Una Mente Desbordada
Hace unos años, empecé a cambiar de formas que no podía explicar.
Seguía funcionando… al menos por fuera. Seguía criando a mi hija, trabajando, socializando, haciendo lo que tocaba. Pero por dentro, me estaba desmoronando.
No podía concentrarme, ni siquiera en tareas que antes gestionaba con facilidad. Mi cerebro no solo estaba atascado en modo hiperactivo, también estaba lleno de niebla.

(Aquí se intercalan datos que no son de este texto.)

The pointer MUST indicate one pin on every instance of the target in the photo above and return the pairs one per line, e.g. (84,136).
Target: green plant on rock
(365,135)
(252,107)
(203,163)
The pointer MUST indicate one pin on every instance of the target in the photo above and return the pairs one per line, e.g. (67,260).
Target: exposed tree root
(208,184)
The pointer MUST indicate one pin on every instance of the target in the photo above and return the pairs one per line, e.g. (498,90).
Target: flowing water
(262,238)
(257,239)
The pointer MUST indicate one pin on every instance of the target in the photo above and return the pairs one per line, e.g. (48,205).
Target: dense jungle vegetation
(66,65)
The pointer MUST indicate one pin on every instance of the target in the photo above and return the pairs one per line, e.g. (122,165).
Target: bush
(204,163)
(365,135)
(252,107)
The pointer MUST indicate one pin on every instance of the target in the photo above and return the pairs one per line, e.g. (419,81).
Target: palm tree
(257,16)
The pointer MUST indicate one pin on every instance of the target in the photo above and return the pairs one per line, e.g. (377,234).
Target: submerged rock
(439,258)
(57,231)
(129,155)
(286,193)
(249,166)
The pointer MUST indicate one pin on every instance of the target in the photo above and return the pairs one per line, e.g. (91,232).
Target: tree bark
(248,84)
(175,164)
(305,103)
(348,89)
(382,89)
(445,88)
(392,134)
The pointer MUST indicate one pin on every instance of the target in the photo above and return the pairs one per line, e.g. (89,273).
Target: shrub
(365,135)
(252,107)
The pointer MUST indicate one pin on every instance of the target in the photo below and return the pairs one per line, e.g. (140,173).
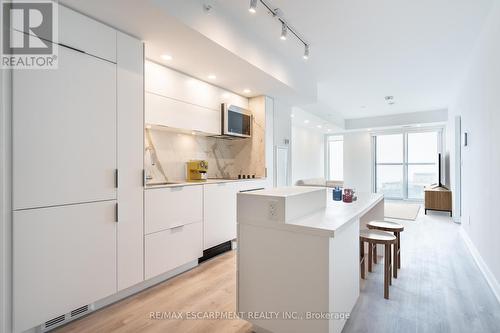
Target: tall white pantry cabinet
(77,173)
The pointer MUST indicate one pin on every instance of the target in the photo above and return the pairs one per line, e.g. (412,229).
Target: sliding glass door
(422,162)
(389,165)
(406,162)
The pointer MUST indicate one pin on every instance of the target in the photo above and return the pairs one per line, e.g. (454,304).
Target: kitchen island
(298,258)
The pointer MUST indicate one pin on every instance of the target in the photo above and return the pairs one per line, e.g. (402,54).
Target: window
(389,157)
(405,163)
(335,158)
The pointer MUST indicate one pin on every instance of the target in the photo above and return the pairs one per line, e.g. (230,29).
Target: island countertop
(298,250)
(322,220)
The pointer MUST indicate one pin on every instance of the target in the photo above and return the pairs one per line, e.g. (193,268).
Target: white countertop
(193,183)
(302,211)
(337,213)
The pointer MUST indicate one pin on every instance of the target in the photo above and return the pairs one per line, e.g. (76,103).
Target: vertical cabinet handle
(116,212)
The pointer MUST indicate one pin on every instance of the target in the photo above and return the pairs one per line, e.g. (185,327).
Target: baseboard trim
(488,275)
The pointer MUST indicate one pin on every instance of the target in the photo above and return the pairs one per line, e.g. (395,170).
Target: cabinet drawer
(167,208)
(169,249)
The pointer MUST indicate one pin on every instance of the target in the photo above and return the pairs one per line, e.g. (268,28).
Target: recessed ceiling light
(253,6)
(306,52)
(284,31)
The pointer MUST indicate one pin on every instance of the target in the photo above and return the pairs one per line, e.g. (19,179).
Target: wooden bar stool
(374,237)
(395,228)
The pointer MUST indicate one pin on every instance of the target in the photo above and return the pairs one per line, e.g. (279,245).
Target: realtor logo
(29,35)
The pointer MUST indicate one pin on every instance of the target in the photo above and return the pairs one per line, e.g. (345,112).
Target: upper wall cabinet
(182,102)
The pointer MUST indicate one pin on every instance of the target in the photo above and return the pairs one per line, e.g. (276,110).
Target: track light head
(306,51)
(284,31)
(253,6)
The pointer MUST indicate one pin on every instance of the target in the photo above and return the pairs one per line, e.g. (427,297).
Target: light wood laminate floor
(439,289)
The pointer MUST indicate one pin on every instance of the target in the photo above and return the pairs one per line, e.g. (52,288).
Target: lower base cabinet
(63,258)
(168,249)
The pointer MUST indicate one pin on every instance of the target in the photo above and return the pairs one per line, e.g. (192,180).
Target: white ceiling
(361,50)
(192,52)
(364,50)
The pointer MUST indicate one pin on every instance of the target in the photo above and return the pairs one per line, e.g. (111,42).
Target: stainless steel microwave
(236,122)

La disfunción ejecutiva se convirtió en una lucha diaria. Mis estrategias habituales para sobrellevar el día a día dejaron de funcionar. La presión por rendir, especialmente en el trabajo, chocaba con una sensación de vacío, y el resultado era una especie de parálisis mental. Recuerdo momentos en los que deseaba desintegrarme en el aire, aunque solo fuese para escapar de la ansiedad aplastante de no poder empezar nada, de no poder moverme, de no poder existir. No era pereza ni falta de motivación. Era un colapso total.
Me volví extremadamente sensible a olores y ruidos: alarmas, secadoras de manos, incluso las conversaciones altas me llevaban a un estado de alerta. El contacto visual me resultaba abrumador, casi como una invasión de mi espacio personal. Empecé a evitar a la gente, algo que nunca había hecho antes. Siempre había sido una persona sociable, alguien que se nutría de conexiones significativas cara a cara.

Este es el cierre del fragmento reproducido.